10. The speech assessment method of claim 9, further comprising:

training a feature distribution model based on the voice data of the plurality of words, the feature distribution model being used for characterizing the audio feature distribution of the voice data of the plurality of words.

11. The speech assessment method of claim 10, further comprising: based on the characteristic distribution model, the voice data of the same character/word is screened,

wherein the step of training the character/word recognition model of the character/word based on the voice data of the same character/word comprises the following steps: and training the character/word recognition model based on the screened voice data.

12. The speech assessment method according to claim 9, wherein the plurality of words/phrases comprises words/phrases in one or more languages.

13. A speech evaluation method, comprising:

receiving voice;

recognizing the voice based on a character/word recognition model, wherein the character/word recognition model is used for recognizing whether the voice is matched with a character/word corresponding to the character/word recognition model;

and evaluating the voice based on the recognition result.

14. The speech assessment method of claim 13, further comprising:

15. A speech recognition method, comprising:

receiving voice;

and recognizing the voice based on a character/word recognition model, wherein the character/word recognition model is used for recognizing whether the voice is matched with the character/word corresponding to the character/word recognition model.

16. A speech evaluation apparatus, comprising:

the output module is used for outputting prompt information, wherein the prompt information is used for prompting a user to send out voice aiming at a test text, and the test text comprises one or more characters/words;

the receiving module is used for receiving voice;

the recognition module is used for recognizing the voice based on a character/word recognition model corresponding to the character/word in the test text, and the character/word recognition model is used for recognizing whether the voice is matched with the character/word corresponding to the character/word recognition model;

and the evaluation module is used for evaluating the voice based on the recognition result.

17. A speech evaluation apparatus, comprising:

the receiving module is used for receiving voice;

the recognition module is used for recognizing the voice based on a character/word recognition model, and the character/word recognition model is used for recognizing whether the voice is matched with a character/word corresponding to the character/word recognition model;

18. A voice interaction device, comprising:

the device comprises a first output module, a second output module and a third output module, wherein the first output module is used for outputting prompt information, and the prompt information is used for prompting a user to send out voice aiming at a test text, and the test text comprises one or more characters/words;

the receiving module is used for receiving voice;

19. The voice interaction device of claim 18, further comprising:

and the second output module is used for outputting the voice teaching data.

20. The voice interaction device of claim 18, wherein the voice interaction device is a smart speaker or a smart watch.
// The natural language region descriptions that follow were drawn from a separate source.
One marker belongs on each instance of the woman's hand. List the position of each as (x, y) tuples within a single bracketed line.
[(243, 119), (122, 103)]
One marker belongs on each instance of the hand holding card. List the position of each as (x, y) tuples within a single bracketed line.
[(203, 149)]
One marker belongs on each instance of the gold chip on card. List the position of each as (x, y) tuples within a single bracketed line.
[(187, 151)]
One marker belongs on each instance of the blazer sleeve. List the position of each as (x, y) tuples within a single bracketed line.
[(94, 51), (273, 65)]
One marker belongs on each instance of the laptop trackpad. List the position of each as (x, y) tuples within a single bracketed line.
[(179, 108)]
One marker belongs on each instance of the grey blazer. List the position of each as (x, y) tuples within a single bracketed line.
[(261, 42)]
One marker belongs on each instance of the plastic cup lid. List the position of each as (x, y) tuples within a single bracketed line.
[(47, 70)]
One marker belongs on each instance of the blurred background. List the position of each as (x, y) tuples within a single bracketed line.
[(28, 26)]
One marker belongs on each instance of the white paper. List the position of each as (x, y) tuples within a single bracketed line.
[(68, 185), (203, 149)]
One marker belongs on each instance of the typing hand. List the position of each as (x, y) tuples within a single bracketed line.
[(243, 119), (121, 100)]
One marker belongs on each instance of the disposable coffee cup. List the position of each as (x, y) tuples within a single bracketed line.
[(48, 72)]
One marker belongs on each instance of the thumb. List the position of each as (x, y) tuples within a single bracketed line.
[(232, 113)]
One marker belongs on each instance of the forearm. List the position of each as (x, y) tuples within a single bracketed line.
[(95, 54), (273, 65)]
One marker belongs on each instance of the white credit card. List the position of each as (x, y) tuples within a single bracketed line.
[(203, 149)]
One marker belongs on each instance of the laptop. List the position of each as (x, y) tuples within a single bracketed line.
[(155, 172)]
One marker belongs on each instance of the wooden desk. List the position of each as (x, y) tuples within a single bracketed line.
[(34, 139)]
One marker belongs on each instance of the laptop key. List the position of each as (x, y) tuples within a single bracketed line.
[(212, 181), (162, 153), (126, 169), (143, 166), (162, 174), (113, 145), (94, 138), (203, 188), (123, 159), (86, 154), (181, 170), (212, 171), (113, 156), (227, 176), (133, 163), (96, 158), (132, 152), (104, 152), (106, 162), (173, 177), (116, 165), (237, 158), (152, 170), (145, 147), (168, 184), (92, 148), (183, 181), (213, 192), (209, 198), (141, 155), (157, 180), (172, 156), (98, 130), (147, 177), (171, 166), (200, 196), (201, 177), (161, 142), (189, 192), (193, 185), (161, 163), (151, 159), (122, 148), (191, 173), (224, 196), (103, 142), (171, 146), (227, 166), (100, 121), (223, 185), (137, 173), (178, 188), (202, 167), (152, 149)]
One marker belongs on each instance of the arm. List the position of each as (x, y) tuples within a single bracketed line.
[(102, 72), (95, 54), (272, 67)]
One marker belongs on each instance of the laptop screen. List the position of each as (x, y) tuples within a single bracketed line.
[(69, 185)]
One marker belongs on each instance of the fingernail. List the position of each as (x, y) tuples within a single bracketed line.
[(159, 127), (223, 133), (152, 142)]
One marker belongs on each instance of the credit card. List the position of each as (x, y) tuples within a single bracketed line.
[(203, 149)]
21. A speech recognition apparatus, comprising:

the receiving module is used for receiving voice;

and the recognition module is used for recognizing the voice based on a character/word recognition model, and the character/word recognition model is used for recognizing whether the voice is matched with the character/word corresponding to the character/word recognition model.

22. A computing device, comprising:

a processor; and

a memory having executable code stored thereon, which when executed by the processor, causes the processor to perform the method of any of claims 1 to 15.

23. A non-transitory machine-readable storage medium having stored thereon executable code, which when executed by a processor of an electronic device, causes the processor to perform the method of any of claims 1-15.